A girl sits alone in the corner of an elementary
school blacktop. Hair as dark as the night, short, and unruly. Looking down at
a notebook that rested upon her criss-cross knees, hair fell into her face and
casted shadows across her rounded cheeks. Even through those shadows her eyes
still glowed as white-blue as the stars. Children danced around the blacktop
and nearby playground, smiling, laughing, living. They danced around her,
avoiding her except to stop and taunt or laugh in her face every once in awhile.
She smiled at them sometimes, other times she was too far into her notebook to
completely notice them. In her head, all the sounds of her surroundings were
quieted, as if cotton had been stuck in her ears, and stories played out like a
movie in front of her eyes.
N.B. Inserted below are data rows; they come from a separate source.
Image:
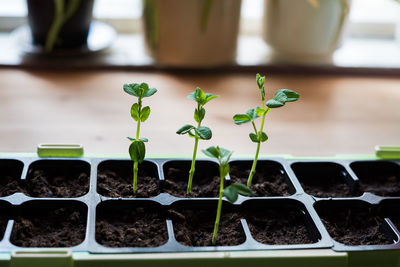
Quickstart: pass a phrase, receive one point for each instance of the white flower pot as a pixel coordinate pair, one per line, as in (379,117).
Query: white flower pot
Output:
(302,28)
(182,33)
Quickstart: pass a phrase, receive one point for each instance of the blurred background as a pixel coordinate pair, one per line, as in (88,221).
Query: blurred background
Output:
(342,56)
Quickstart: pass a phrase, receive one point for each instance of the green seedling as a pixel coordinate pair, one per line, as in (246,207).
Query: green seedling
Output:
(231,192)
(258,136)
(137,149)
(199,132)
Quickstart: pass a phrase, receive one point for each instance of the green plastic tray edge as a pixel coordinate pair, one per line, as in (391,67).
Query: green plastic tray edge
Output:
(186,156)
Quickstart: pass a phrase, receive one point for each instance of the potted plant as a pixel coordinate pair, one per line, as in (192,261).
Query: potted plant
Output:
(332,212)
(59,24)
(301,30)
(191,33)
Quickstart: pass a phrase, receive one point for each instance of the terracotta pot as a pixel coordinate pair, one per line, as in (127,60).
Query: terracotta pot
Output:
(73,31)
(305,28)
(192,32)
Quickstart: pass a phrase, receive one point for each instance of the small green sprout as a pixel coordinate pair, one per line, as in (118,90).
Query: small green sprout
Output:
(199,132)
(231,192)
(137,149)
(280,98)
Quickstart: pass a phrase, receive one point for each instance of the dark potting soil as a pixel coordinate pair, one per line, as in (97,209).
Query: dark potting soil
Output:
(268,180)
(114,184)
(381,185)
(328,189)
(131,227)
(323,179)
(380,178)
(194,227)
(278,226)
(62,227)
(205,183)
(354,226)
(42,183)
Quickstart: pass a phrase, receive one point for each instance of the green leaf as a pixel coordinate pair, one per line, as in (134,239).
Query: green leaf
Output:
(185,129)
(212,152)
(291,96)
(231,192)
(260,83)
(150,92)
(143,139)
(274,104)
(210,97)
(252,113)
(135,111)
(225,154)
(199,114)
(260,111)
(253,137)
(260,80)
(241,119)
(203,132)
(144,115)
(200,96)
(132,89)
(224,169)
(137,151)
(191,134)
(280,96)
(192,96)
(263,137)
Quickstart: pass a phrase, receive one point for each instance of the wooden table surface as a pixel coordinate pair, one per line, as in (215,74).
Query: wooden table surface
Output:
(335,114)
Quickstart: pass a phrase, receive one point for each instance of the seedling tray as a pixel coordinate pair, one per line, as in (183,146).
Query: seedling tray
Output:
(307,205)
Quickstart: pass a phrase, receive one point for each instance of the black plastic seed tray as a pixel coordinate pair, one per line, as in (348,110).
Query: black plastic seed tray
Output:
(298,204)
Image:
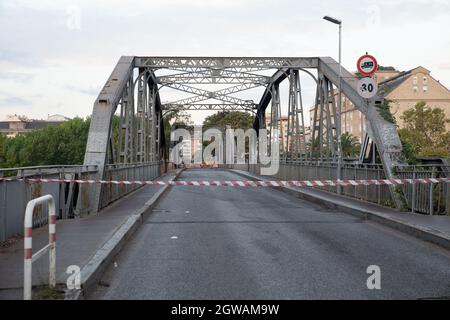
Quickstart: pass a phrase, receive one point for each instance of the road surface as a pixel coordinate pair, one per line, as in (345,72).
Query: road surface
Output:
(259,243)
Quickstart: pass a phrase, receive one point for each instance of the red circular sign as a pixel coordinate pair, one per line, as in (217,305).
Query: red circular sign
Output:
(367,65)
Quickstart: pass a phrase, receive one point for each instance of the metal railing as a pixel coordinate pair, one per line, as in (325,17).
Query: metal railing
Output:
(426,198)
(29,257)
(15,194)
(421,198)
(121,172)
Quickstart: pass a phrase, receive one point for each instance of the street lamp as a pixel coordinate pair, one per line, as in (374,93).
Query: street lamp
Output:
(339,107)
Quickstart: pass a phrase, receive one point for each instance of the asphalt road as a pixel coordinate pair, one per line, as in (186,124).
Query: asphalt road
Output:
(259,243)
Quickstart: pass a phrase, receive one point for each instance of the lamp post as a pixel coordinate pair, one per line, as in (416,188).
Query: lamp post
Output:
(339,107)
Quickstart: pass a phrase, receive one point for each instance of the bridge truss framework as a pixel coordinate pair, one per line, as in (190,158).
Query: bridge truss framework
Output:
(133,92)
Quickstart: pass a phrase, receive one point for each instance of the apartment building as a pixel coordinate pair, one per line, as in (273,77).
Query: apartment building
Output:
(404,89)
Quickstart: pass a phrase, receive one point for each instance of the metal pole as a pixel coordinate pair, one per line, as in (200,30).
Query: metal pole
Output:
(338,113)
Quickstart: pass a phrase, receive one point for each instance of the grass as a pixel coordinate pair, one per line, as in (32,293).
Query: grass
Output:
(44,292)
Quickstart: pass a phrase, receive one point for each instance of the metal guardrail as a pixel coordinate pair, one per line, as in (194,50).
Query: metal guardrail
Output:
(29,257)
(144,171)
(420,198)
(14,195)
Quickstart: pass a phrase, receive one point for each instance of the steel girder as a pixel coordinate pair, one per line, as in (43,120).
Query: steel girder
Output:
(222,95)
(213,76)
(143,136)
(209,106)
(226,62)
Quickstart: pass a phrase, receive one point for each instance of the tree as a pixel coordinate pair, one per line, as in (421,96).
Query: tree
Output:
(3,142)
(425,131)
(350,145)
(234,119)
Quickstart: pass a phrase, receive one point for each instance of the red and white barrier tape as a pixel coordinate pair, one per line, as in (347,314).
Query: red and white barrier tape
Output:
(243,183)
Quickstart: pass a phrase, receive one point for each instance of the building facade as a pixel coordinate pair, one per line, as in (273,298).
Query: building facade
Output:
(404,90)
(15,124)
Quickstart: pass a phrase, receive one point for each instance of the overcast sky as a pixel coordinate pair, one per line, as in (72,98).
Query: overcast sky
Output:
(56,55)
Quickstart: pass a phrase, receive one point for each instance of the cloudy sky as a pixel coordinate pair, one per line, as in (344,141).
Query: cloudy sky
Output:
(56,55)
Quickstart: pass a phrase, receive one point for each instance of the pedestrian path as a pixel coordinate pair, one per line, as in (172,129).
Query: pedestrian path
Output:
(77,240)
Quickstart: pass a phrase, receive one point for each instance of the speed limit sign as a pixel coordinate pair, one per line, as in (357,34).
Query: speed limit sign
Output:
(367,88)
(367,65)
Each press of her pen to paper created a new tale,
a new drawing, a new story.
Dragons, and fairies, knights, superheroes,
leprechauns, and gremlins. Castles, oceans, lands, seas, mansions, and small
villages. Magic, quests, missions, saving people, and battling for a new sense
of freedom. All of it existed on the paper, and all of it existed in her head.
It mattered not that she was sitting alone, because she wasn’t alone, not
truly.
In a place where there are words, no one can be
alone. In a place where you have the power to imagine, and create, and laugh in
the face of danger, or smile at those that taunt you, you can never ever be
alone.
A girl sits in a college lecture hall, listening
with a smile as the professor reads out her newly published words. Her starry
eyes gleam with joy as the people around her gasp and laugh along with the
tale. Her hair falls into face as she attempt to hide her large smile and
reddening cheeks. She can see it all in front of her, every single word making
the tale come back to her mind as fresh as the day she first wrote it. She gets
shoved back to reality as the people around her pat her on the back and the
room explodes in claps. “You’re going to be the new Shakespeare or something!”
someone calls out. She smiles at them.
The words had finally done their work, and it was
with words that she would always feel at home. It was those words that had
brought her to be somewhere where dreams could become realities.